The Illinois General Assembly adopted the Biometric Information Privacy Act (“BIPA”), 740 Ill. Comp. Stat. Ann. 14/1 et seq., in 2008 in response to increased commercial use of biometric data. Cothron v. White Castle Sys., Inc., 20 F.4th 1156, 1159 (7th Cir. 2021). The Act protects a person’s privacy interests in his or her biometric identifiers, including fingerprints, retina and iris scans, hand scans, and facial geometry, by regulating the collection, use, retention, disclosure, and dissemination of biometric identifiers, providing a cause of action for persons

“aggrieved” by a statutory violation. Fox v.

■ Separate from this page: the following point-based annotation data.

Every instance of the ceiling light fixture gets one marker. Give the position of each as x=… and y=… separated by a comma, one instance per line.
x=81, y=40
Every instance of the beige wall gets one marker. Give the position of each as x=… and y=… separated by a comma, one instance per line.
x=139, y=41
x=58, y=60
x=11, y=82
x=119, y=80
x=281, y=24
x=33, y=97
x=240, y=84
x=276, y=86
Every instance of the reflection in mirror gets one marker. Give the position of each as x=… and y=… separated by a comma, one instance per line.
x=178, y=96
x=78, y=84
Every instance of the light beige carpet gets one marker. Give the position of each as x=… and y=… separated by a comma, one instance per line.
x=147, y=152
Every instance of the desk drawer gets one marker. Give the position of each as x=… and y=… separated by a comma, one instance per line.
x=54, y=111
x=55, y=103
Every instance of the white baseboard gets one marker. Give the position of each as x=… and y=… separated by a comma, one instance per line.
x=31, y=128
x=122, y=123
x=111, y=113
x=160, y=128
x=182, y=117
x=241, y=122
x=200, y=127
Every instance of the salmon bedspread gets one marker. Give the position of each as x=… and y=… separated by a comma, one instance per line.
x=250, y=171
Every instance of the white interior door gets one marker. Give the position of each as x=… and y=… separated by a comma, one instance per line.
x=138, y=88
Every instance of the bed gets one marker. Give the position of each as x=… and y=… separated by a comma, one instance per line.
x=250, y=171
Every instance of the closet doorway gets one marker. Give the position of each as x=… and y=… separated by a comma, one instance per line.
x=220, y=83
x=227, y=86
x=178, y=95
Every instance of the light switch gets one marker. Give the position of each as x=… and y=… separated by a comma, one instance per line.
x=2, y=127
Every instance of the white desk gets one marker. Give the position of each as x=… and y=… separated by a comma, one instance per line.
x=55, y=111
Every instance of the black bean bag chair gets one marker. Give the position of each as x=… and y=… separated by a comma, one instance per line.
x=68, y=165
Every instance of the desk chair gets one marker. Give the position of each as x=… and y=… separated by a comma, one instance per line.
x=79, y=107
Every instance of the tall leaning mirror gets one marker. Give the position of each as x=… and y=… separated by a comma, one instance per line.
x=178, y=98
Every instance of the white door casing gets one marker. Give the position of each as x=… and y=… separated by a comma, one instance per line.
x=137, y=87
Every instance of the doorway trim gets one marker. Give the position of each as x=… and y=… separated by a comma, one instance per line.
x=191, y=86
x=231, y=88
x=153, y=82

Dakkota Integrated Sys., LLC, 980 F.3d 1146, 1148 (7th Cir. 2020); see also Bryant v. Compass Grp. USA, Inc., 958 F.3d 617, 620 (7th Cir. 2020), as amended on denial of reh’g and reh’g en banc (June 30, 2020). Under BIPA, a plaintiff can recover the greater of actual damages or statutory damages of $1,000 for each negligent violation and $5,000 for each reckless or willful violation. See Cothron, 20 F.4th at 1159. Smith’s complaint implicates two BIPA sections. Section 15(a) requires private entities “in possession of biometric identifiers or biometric information” to “develop a written policy, made available to the public, establishing a retention schedule and

guidelines for permanently destroying biometric identifiers and biometric information.” 740 ILCS 14/15(a).